Range Resources Corp. set the Appalachian Basin’s latest record on Monday, announcing that its first unconventional Utica Shale well in southwest Pennsylvania reached an average 24-hour peak production rate of 59 MMcf/d.

Range joins a series of companies in recent months that have released encouraging initial production rates from the Utica Shale outside the dominant area of operations in southeast Ohio. All of those, however, have come from West Virginia. Range is the first to announce results from the Utica in Washington County, PA, an area where operators have been heavily focused on wet gas from the Marcellus Shale.
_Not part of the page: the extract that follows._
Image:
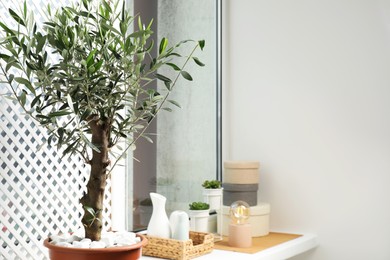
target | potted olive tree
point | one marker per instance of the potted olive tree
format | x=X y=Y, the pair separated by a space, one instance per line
x=85 y=76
Range flared the Utica well, though, and no gathering infrastructure is in place. The 59 MMcf/d rate was factored with simulated pipeline pressure, which Wells Fargo Securities analyst David Tameron said makes it difficult to gauge the well’s true potential.

The Utica sits about 3,000 feet below the Marcellus in southwest Pennsylvania, and when Range first discussed its plans to drill the well earlier this year, it said the task would be a difficult one with that higher pressure regime (see Shale Daily, June 5; March 26).

“We believe this is a record for any horizon drilled in the Appalachian Basin and also represents the highest [initial production] rate of any Utica well,” the company said.

Stone Energy Corp., Chevron Appalachia LLC, Magnum Hunter Resources Corp. and Gastar Exploration Inc. have all released Utica test results ranging from 25 MMcf/d to the previous record of 46.6 MMcf/d in West Virginia (see Shale Daily, Sept. 25; Sept. 8; Dec. 9). Range, which drilled the basin’s earliest exploratory Utica well in northwest Pennsylvania in 2009, said its latest Utica well has a total depth of 11,693 feet with a 5,420 foot lateral. The well was completed with 32 horizontal hydraulic fracture (frack) stages and will now be shut-in for 90 days while it’s connected to gathering infrastructure.

While Tameron said the results provided a momentary break from the static of falling oil prices, Range also said it was cutting next year’s budget by 18% from 2014 levels given the challenging commodity price environment.

But Tameron added that the company’s move to cut capital spending wasn’t necessarily a bad thing. Falling costs in the Marcellus Shale, where Range is a leading producer, and a production growth forecast of 20-25% — unchanged from previous announcements — are both positives for the company, he said.

Range said it would budget $1.3 billion for next year’s operations, down from a 2014 budget of $1.52 billion. The company will spend $1.06 billion for drilling and recompletions, $155 million for leasehold and renewals, $55 million for pipeline tie-ins and facilities, and $25 million for seismic and other activities.

An overwhelming majority of next year’s spending, or 92%, will go toward the Marcellus Shale, while 4% will be spent in Virginia’s Nora Field and another 4% will be spent in the Midcontinent.

Range said it would increase the average lateral lengths of its Marcellus wells to 6,200 feet and complete them with 31 frack stages next year in order to optimize production.